We decided to swap the bathroom door for the one of my bedroom, the Spider-Man poster on which would serve to cover the hole for the rest of time. Locating dad’s toolbox, we set about unhinging both doors and fitting the damaged one to my bedroom. Our brilliance soon dimmed.
‘Oh no,’ I said.
‘Oh no,’ I said, staring at the lock affixed to what had been the bathroom door.
‘Plan B,’ said my brother. ‘Let’s swap them back!’
Swapping them back must’ve masked the sound of our parents returning home, as it was a surprise to see their heads appear above the landing. To be fair, they were just as surprised to witness their sons carrying a broken door towards the bathroom.

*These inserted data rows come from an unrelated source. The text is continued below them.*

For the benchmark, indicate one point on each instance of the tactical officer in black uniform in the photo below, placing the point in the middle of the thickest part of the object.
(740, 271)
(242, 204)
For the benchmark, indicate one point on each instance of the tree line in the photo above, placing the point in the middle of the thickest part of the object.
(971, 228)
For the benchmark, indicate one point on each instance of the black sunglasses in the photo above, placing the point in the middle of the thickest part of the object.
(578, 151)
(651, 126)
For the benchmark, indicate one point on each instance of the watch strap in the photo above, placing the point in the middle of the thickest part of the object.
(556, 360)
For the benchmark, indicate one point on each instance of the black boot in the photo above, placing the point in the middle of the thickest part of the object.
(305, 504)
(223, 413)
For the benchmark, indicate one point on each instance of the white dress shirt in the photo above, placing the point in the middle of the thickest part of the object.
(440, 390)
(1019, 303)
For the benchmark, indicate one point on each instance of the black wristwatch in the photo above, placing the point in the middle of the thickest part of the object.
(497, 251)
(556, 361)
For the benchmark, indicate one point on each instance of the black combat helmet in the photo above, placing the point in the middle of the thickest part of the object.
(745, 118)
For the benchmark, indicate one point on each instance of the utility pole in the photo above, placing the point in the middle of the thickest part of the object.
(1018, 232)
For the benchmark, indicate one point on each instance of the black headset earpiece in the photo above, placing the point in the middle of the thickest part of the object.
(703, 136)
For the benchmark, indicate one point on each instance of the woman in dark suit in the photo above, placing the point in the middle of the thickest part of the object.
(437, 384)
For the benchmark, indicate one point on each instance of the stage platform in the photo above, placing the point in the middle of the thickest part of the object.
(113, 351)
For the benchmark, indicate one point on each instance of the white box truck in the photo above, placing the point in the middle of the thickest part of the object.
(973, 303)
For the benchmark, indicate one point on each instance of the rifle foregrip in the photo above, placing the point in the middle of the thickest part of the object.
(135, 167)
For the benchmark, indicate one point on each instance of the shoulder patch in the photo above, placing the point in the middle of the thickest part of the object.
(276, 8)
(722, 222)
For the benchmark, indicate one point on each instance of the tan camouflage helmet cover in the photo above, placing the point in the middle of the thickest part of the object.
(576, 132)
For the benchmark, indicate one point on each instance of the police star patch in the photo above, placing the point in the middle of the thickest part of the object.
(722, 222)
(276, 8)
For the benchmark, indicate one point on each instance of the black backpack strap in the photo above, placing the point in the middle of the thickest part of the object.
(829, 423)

We froze, the door heavy in our hands. My brother looked at dad. I looked at mum.
‘She can’t help you,’ said dad. ‘Now, tell me what happened.’
Sounds from the motorway faded as I stuck to our story.
‘It’s like we said. I was trapped, Stu was worried, tried to open the door. His elbow knocked against it, made a dent. We didn’t want you to kill us. Honest.’ A matter of fiction becoming matter-of-fact.
‘And you expect me to believe that?’ said dad, peering over his sunglasses.
I saw myself as he did until he turned away, smoke blowing back into the car, mum maintaining a straight face. That was the last time dad asked about the door and for that reason I remember him right there and then. In the years that followed he never once killed my brother or me, only himself.